The Gold Rush Nightmare: Nigerian Girls Forced Into Slavery in Ghana, Mali, Burkina Faso, and Côte d’Ivoire

By iNewsAfrica Special Investigations Unit | May 12, 2025
A wave of horror is sweeping across West Africa’s booming gold mining belts as thousands of Nigerian girls find themselves trapped in modern-day slavery, trafficked into mining camps in Ghana, Burkina Faso, Mali, and Côte d’Ivoire.
Promised safe jobs or routes to Europe by traffickers operating in Nigeria, these young women—some barely teenagers—are instead sold into a nightmare of forced labor, debt bondage, and sexual exploitation in lawless goldfields.
“They told me I was going to Europe. Now I am here, living like a prisoner,” one teenage survivor told iNewsAfrica after escaping from a remote mining site in northern Mali.
A Dark Industry Behind West Africa’s Gold Boom
Human trafficking syndicates, fueled by poverty and protected by corruption, have turned gold mining regions into danger zones for women and girls. In Burkina Faso alone, the illegal gold trade is worth over $400 million annually, much of it stained by human suffering.
Victims are forced to serve miners in brothels disguised as “lodges” or labor in deadly mining pits, with their freedom controlled by criminal gangs and corrupt enforcers.
Despite laws against human trafficking in these countries, weak enforcement, bribery, and official complicity allow the exploitation to thrive.
Global Markets, Hidden Victims
Much of the gold extracted from these regions enters international markets, but the human cost remains unseen.

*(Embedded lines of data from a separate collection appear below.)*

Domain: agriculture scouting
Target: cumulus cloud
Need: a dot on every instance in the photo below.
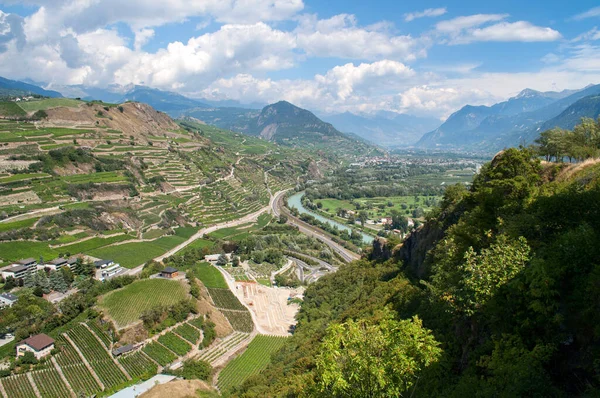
(591, 13)
(430, 12)
(340, 36)
(467, 29)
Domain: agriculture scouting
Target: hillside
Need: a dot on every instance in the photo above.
(387, 129)
(518, 120)
(495, 290)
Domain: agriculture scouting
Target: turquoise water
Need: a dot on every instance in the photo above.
(296, 201)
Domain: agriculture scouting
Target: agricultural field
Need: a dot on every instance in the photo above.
(125, 305)
(159, 353)
(256, 357)
(36, 105)
(97, 356)
(216, 351)
(50, 384)
(378, 207)
(101, 333)
(188, 332)
(137, 364)
(18, 386)
(240, 321)
(75, 371)
(225, 299)
(209, 276)
(174, 343)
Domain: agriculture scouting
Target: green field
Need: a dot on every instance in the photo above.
(130, 255)
(126, 305)
(209, 275)
(21, 177)
(379, 206)
(256, 357)
(11, 109)
(36, 105)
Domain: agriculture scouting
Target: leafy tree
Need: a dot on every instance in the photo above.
(222, 260)
(378, 358)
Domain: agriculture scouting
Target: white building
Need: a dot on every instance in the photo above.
(7, 300)
(40, 344)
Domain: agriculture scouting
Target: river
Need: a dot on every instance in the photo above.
(296, 201)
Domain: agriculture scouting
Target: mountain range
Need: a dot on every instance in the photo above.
(13, 88)
(519, 120)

Activists warn that without urgent intervention, the abuse will continue unchecked.
“We are dealing with a silent humanitarian disaster. These girls need rescue, rehabilitation, and justice,” said Ms. Amina Lawal of the African Coalition Against Trafficking.
Call to Action
Human rights organizations are demanding immediate cross-border crackdowns, survivor support programs, and economic interventions to stop the supply chain of trafficked victims from Nigeria’s vulnerable communities.
iNewsAfrica urges ECOWAS, the African Union, and the Nigerian government to treat this as an emergency requiring coordinated regional action.